JK: I want to touch on the back-and-forth you had with Cloudera about who's contributed the most & how you define that. Why is it important to hold that title?
EB: We are offering a service to partners, which is to help them understand & integrate their products with Open Source Apache Hadoop. So it's important to us that people understand that we have led every Hadoop release & implemented every major feature added to Hadoop since its inception. That's our differentiation. So we'd like to tell that story. We believe that anybody who actually inspects the source code repository at Apache will understand our conclusion. So it's important for us to get our own message into the market. As I said, we're focused on growing the pie. We've worked with Cloudera since their inception help them grow their Hadoop business & are happy to continue doing that. We hope to define a partnership, a broad partnership eventually, and in the meantime there's lots of places where we are working together to enhance the Hadoop ecosystem. I think the dispute has perhaps been overblown.
JK: Could you talk about the milestones we should be looking for going forward as observers & the timeframes for those in whatever detail you are comfortable with?
EB: This year our focus is putting out v 0.20.205, which we think is the best release of Apache Hadoop ever & the first one with native support for Hbase. Previously you had to build a special version of Apache Hadoop or use a non-Apache build to use Hbase with Hadoop. So we have just released .205, which we think is a very important release of Apache Hadoop.
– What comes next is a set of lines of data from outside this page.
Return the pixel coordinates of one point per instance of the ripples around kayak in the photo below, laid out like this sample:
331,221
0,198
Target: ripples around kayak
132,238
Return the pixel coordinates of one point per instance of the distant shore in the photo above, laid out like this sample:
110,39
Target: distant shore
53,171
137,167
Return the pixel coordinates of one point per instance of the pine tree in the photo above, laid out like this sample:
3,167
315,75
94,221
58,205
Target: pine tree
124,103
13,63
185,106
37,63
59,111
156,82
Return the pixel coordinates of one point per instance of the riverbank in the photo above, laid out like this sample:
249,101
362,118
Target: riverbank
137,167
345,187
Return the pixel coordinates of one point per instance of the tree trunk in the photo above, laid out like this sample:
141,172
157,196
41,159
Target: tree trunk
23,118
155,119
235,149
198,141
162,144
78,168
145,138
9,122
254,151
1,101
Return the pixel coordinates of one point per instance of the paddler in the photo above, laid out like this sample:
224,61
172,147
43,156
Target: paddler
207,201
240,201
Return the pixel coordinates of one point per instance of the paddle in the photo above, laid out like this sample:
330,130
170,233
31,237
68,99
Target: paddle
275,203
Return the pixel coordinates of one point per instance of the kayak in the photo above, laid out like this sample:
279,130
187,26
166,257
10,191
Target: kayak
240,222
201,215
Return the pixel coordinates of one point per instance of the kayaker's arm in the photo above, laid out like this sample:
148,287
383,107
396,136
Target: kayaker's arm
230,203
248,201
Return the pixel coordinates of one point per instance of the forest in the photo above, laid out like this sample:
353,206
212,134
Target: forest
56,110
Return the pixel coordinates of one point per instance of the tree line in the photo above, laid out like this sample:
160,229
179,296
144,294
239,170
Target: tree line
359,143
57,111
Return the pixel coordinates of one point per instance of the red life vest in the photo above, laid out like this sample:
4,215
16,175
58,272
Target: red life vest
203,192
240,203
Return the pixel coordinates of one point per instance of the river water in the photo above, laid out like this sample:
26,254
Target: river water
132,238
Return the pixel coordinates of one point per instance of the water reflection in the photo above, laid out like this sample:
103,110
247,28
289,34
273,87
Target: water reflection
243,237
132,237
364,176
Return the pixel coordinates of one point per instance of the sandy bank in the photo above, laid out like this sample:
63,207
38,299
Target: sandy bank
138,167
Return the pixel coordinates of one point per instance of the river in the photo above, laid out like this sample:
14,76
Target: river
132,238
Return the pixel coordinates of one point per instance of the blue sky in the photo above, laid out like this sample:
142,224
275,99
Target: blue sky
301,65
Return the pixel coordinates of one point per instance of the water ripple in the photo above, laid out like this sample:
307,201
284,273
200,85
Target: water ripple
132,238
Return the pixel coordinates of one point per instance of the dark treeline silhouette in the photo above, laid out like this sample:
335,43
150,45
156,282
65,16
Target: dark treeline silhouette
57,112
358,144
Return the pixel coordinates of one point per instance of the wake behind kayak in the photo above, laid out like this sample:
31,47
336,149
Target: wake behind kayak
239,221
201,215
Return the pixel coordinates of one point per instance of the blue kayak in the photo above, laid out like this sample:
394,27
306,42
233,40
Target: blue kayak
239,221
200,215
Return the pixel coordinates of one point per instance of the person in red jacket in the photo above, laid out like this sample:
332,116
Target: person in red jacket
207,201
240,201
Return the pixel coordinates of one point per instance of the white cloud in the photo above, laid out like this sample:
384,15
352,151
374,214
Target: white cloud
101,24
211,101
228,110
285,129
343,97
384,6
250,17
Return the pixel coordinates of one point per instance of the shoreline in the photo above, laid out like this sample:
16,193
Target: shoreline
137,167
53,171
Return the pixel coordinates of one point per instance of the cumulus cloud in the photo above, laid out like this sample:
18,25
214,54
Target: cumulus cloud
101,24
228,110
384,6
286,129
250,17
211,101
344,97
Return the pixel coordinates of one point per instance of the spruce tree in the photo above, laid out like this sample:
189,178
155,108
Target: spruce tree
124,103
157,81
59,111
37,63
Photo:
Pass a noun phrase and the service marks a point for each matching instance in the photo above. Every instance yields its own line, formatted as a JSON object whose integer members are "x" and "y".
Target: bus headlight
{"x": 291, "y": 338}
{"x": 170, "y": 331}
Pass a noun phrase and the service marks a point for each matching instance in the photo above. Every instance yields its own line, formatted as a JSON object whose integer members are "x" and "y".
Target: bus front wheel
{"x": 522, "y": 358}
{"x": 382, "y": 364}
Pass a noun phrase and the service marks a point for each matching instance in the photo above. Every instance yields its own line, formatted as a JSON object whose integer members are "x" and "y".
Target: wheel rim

Beyond that we're focused on building our training & support offerings this year. We anticipate announcing new partnerships in the coming months & having alpha & beta training courses this year. We are also going to incrementally improve some of the core Apache projects that we have focused on including ??, which is an installation of a management suite that in the short term focuses on making it easier to install Hadoop. And we are focusing on Hcatalog, which is another Apache project tat makes the Hive table model available to ??. It's proving a very interesting project for companies looking to integrate with Hadoop. It presents a more traditional model that makes it easier for them to integrate their tools with Hadoop. So you should look to see improvements to Hcatalog and ?? and the release of our training and support offerings.
Then we're very focused on 0.23.0, which is the next release of Hadoop. We anticipate an Apache Alpha release this year which is not something anyone would install in an enterprise but will let us test & refine that release. We anticipate that to reach beta quality at end of 1Q2012 so people can start using it at that point for real production applications.